Very early in this wonderful film we see the extraordinarily talented young hero Partho Gupte in prayer with his screen-father, played by the redoubtable Makarand Deshpande.
Immediately, you sense you are in the midst of an exceptionally serene, nurturing and rewarding work of art.
Hawaa Hawaai never lets you down. Sure it has its conclaves of concession to populism, like a sports coach on a wheelchair (very chic) who seems to have watched too many Hollywood films. But you welcome these very endearing attempts to communicate the film’s theme on the right to dream in a language that’s accessible to a mass audience.
This is a film that must be seen by every person, young or old, who has ever dreamt.
Deeply inspirational it picks an easygoing, jaunty, light and supple tone of narration so that the audience never feels the weight of the message.
The journey of little Arjun Harishchandra Waghmare, played with effortless candour by Partho, from rural Maharashtra to the heart of Mumbai city, is mapped with astonishing fluidity and conviction.
Writer-director Amole Gupte looks at the life of the fringe people in the city with a huge amount of compassion. Here is an artiste who happens to be a filmmaker. He is not the least fearful of stepping into the streets of the uncaring city looking for empathy and compassion in the unlikeliest of places.
And finding it.
You may feel that little Arjun encounters too many thoughtful people in a city notorious for its brutal insensitivity. But that’s Amole Gupte for you. Whether it was the hunger for food in Stanley Ka Dabba or the yearning to achieve one’s dreams in this film, the child at the centre of the plot is constantly being given a chance to find his identity amidst the turmoil, chaos and bustle of Mumbai.

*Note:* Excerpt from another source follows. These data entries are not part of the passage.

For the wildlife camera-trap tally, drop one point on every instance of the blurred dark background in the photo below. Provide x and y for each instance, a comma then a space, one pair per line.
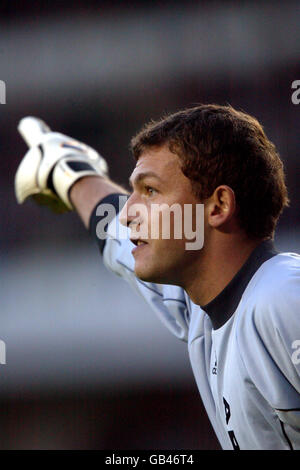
88, 366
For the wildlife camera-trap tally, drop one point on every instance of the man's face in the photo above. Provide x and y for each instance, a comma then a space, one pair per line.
159, 256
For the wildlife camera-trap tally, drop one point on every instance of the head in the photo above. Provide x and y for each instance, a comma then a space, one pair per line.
213, 155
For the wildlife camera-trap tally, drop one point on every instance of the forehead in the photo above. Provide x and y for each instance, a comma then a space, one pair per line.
158, 160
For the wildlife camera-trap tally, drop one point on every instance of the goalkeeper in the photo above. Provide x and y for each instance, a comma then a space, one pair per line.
234, 299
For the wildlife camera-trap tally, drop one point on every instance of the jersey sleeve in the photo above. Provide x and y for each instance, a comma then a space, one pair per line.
271, 344
168, 302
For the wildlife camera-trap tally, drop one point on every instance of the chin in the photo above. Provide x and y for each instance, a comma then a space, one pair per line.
152, 275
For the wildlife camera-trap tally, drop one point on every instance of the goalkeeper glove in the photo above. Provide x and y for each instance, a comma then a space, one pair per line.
52, 165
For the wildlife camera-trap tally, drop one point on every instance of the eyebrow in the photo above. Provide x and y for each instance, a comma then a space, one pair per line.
142, 176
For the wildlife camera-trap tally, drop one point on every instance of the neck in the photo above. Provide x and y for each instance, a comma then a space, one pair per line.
219, 261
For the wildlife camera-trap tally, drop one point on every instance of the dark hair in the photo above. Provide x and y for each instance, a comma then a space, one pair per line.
220, 145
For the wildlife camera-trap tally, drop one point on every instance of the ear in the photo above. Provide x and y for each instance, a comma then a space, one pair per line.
221, 206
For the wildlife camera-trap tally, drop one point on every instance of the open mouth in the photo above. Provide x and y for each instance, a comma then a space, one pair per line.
138, 244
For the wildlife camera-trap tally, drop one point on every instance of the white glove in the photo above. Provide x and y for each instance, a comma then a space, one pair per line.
52, 165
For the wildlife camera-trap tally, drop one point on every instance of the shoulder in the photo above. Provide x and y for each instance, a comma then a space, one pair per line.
277, 281
272, 300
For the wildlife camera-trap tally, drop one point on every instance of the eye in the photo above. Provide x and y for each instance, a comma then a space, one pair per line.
150, 191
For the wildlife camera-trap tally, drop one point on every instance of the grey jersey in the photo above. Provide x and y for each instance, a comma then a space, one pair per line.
244, 346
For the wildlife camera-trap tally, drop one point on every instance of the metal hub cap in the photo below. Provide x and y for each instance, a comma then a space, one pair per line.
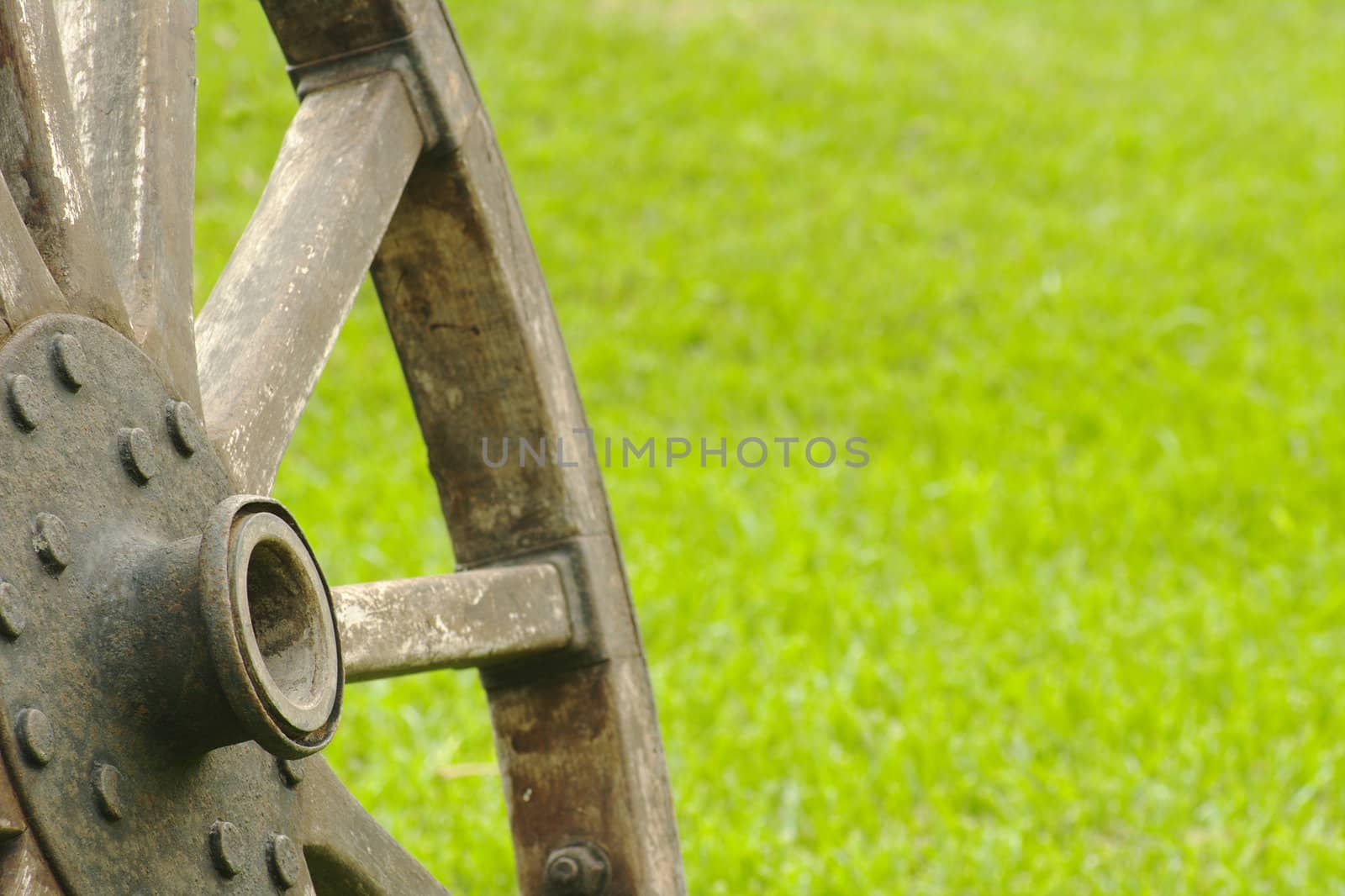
163, 640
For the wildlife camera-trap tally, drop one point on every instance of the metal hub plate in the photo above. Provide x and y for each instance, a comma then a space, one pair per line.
98, 461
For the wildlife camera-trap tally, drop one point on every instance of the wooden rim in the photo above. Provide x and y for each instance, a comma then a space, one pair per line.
390, 166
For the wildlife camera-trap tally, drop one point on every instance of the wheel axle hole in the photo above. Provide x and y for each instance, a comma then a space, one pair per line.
284, 609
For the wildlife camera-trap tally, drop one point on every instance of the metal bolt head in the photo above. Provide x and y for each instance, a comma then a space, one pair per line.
291, 771
51, 541
71, 365
226, 848
11, 611
185, 428
27, 405
107, 790
37, 739
138, 454
578, 869
286, 865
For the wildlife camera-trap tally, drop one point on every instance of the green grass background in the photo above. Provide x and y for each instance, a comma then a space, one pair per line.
1078, 273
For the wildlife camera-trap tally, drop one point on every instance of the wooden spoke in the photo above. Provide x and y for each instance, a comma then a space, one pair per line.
346, 851
26, 286
451, 622
40, 159
275, 314
131, 73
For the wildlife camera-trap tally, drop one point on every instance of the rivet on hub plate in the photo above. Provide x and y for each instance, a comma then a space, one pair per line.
37, 739
185, 428
26, 403
226, 848
71, 365
138, 454
286, 865
11, 611
51, 541
107, 790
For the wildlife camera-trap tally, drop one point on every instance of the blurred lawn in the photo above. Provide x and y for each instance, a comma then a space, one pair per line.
1076, 271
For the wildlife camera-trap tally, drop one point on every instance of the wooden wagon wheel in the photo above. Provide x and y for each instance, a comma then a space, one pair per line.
168, 649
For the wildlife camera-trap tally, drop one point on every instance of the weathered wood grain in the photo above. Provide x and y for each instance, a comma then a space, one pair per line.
578, 737
580, 750
40, 159
26, 286
470, 619
273, 318
346, 851
131, 71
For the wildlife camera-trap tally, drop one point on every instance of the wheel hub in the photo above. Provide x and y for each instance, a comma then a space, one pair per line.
161, 643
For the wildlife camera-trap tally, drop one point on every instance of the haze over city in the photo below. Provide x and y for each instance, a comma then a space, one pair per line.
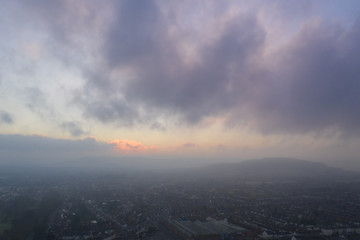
180, 83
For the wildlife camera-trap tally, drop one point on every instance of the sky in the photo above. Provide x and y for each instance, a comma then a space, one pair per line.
180, 79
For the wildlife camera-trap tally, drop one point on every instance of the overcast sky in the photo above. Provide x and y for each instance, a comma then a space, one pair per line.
234, 79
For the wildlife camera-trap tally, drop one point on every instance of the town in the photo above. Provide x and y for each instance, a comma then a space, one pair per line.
155, 206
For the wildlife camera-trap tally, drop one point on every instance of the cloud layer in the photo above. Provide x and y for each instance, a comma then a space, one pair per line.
158, 63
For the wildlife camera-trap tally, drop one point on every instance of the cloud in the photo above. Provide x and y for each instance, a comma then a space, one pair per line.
152, 63
189, 145
42, 144
128, 146
6, 118
73, 128
315, 83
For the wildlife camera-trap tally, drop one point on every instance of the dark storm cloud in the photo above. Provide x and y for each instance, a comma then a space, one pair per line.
309, 84
163, 82
40, 144
6, 118
317, 84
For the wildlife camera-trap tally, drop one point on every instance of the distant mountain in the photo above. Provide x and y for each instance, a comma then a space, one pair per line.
274, 168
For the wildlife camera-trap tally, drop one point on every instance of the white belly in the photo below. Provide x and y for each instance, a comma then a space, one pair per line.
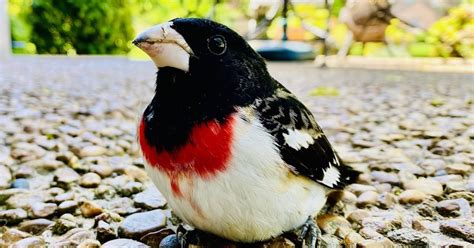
255, 198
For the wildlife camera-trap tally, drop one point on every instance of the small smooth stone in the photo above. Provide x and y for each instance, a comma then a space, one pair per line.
65, 223
67, 206
66, 175
105, 231
64, 197
458, 228
12, 216
367, 198
20, 183
36, 226
154, 239
130, 188
90, 180
75, 236
129, 243
411, 196
358, 189
139, 224
5, 177
448, 178
90, 209
92, 151
29, 242
13, 235
383, 222
170, 241
329, 223
276, 243
41, 209
136, 173
103, 170
386, 200
408, 237
460, 169
425, 185
89, 243
352, 239
377, 243
358, 216
151, 198
385, 177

Arjun’s dreams are visualised not as a fairytale, but an obtainable reality.
The narration glides forward in the same streamlined movements as little Arjun’s big dreams on the roller skates. The director allows the dream to grow of its own volition until Partho’s yearnings acquire wings and soar to a splendid culmination, when the director intercuts scenes from the boy’s past with the present race on roller skates.
No matter how you look at it, life is tough. But finally beautiful.

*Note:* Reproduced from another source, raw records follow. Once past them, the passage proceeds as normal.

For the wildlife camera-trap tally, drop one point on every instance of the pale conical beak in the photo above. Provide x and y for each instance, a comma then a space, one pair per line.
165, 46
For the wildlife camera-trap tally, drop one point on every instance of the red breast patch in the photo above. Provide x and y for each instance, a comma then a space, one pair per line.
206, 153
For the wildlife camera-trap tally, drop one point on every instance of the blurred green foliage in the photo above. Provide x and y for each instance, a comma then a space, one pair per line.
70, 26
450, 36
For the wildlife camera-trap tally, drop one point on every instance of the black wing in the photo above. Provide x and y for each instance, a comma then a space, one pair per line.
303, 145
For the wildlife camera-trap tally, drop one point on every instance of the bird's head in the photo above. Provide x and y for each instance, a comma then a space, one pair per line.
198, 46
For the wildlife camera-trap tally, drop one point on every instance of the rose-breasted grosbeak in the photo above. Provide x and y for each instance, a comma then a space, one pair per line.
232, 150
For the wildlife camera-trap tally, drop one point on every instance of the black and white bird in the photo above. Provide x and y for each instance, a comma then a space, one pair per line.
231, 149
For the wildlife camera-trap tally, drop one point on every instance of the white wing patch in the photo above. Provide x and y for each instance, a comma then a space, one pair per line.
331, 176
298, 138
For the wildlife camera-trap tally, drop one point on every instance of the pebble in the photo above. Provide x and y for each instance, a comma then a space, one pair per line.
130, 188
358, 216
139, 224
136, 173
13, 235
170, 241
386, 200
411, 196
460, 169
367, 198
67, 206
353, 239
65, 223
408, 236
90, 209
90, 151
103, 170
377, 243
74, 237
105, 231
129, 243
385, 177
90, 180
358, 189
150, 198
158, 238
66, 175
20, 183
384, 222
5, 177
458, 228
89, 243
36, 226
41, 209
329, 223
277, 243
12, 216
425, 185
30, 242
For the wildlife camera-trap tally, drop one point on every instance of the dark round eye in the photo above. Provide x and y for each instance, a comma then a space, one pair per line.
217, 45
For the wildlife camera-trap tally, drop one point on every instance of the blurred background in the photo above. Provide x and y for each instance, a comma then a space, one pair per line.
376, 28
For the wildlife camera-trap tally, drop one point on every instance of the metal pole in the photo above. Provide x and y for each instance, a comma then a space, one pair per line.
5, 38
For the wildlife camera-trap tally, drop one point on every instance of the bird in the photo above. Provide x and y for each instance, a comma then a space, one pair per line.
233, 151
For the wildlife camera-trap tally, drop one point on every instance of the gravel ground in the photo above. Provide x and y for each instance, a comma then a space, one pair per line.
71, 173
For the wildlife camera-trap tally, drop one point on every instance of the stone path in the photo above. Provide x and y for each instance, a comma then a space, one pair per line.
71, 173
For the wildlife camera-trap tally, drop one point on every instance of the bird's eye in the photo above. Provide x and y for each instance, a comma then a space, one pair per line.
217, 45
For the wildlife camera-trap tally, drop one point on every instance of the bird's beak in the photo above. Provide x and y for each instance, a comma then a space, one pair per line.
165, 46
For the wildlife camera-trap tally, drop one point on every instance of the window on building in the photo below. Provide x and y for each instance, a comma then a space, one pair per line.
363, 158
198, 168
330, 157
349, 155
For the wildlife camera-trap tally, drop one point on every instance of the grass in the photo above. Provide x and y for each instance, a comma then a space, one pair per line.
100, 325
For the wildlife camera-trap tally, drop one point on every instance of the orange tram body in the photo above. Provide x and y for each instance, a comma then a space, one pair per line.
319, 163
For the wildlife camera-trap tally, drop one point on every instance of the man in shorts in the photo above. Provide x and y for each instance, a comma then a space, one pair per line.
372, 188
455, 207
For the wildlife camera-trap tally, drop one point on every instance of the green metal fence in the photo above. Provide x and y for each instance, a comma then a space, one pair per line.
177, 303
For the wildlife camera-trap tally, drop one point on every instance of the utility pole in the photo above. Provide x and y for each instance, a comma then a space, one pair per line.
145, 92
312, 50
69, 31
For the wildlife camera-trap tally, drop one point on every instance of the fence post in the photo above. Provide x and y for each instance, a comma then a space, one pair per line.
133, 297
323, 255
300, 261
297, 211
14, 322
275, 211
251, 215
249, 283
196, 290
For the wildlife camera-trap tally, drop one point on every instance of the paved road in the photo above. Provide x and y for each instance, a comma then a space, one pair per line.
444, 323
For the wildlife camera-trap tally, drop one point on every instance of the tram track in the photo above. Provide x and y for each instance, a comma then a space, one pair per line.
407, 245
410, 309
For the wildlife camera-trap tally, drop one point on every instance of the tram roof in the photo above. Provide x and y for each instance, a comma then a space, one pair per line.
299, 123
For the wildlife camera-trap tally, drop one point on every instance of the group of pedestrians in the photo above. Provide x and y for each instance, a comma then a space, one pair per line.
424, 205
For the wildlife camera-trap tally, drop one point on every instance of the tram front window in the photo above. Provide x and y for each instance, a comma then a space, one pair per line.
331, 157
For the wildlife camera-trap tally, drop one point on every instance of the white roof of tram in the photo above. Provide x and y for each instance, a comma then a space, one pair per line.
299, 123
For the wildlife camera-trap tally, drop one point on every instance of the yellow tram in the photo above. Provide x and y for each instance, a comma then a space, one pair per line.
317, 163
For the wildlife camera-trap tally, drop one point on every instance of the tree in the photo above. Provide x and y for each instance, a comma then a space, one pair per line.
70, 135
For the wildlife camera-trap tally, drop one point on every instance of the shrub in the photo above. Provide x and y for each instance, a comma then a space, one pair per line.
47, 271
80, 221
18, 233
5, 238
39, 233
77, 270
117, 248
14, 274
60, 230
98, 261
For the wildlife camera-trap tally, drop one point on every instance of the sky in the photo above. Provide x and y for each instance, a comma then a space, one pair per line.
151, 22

While the sequences showing Arjun’s growing bond with the wheelchair-bound Lucky Sir, adequately played by Saqib Saleem, are very cinematic, it’s in the boy’s relationship with his parents and grandmother and with his four street-smart friends that we witness the full force of Gupte’s virtuosity.
Gupte understands the mind of growing children intuitively and naturally. He sneaks into corridors of the impressionable mind with the unquestionable certainty of someone who knows his way around. That he has Partho as his ally in this endeavour to map the innerscape of an innocent heart is just so providential for the film.
Partho has already shown us his ability to comprehend the dynamics of childhood in Stanley Ka Dabba. Here he moves with age-defying effortlessness from the ‘dabba’ to the chai-glass. Partho brings an element of deep tragedy to the boy’s life without playing for sympathy. Stripped of cute trappings it’s a phenomenal performance.
And he isn’t alone. The four boys who plays Partho’s pals — Ashfaque Bismillah Khan, Salman Chote Khan, Maaman Memon Aand Thiruptathi Kushnapelli — are equally adept at portraying the premature wisdom of street children.
Another small hero in the film is Hitesh Soni’s background score. Deepa Bhatia edits down the material to a place where we see right into the soul of humanity.
While the scenes of camaraderie among the five boys and between Partho and his screen parents (Makrand, Neha Joshi both brilliant beyond words) puts a clamp around your heart and a lump in your throat, the skating coach’s Hollywoodian swagger and his ‘troubled’ relationship with his NRI brother (Anuj Sachdeva) didn’t quite grip me.
And honestly, the effort to introduce a hint of a romance between the coach and a rich bored girl from south Mumbai was just too strained to be endearing.
But those minor aberrations do not take way from the majesty of the larger picture in this film that dares to dream for the dreamer-hero. You will laugh, weep and cheer for this little Milkha on roller skates.
Hawaa Hawaai is an extraordinary saga of ordinary lives, the kind we often pass by at traffic signals. Gupte penetrates the heart, mind, soul and dreams of those unsung lives. This is the most moving film on street kids since Mira Nair’s Salaam Bombay.
This is a not-to-be-missed life-changing experience.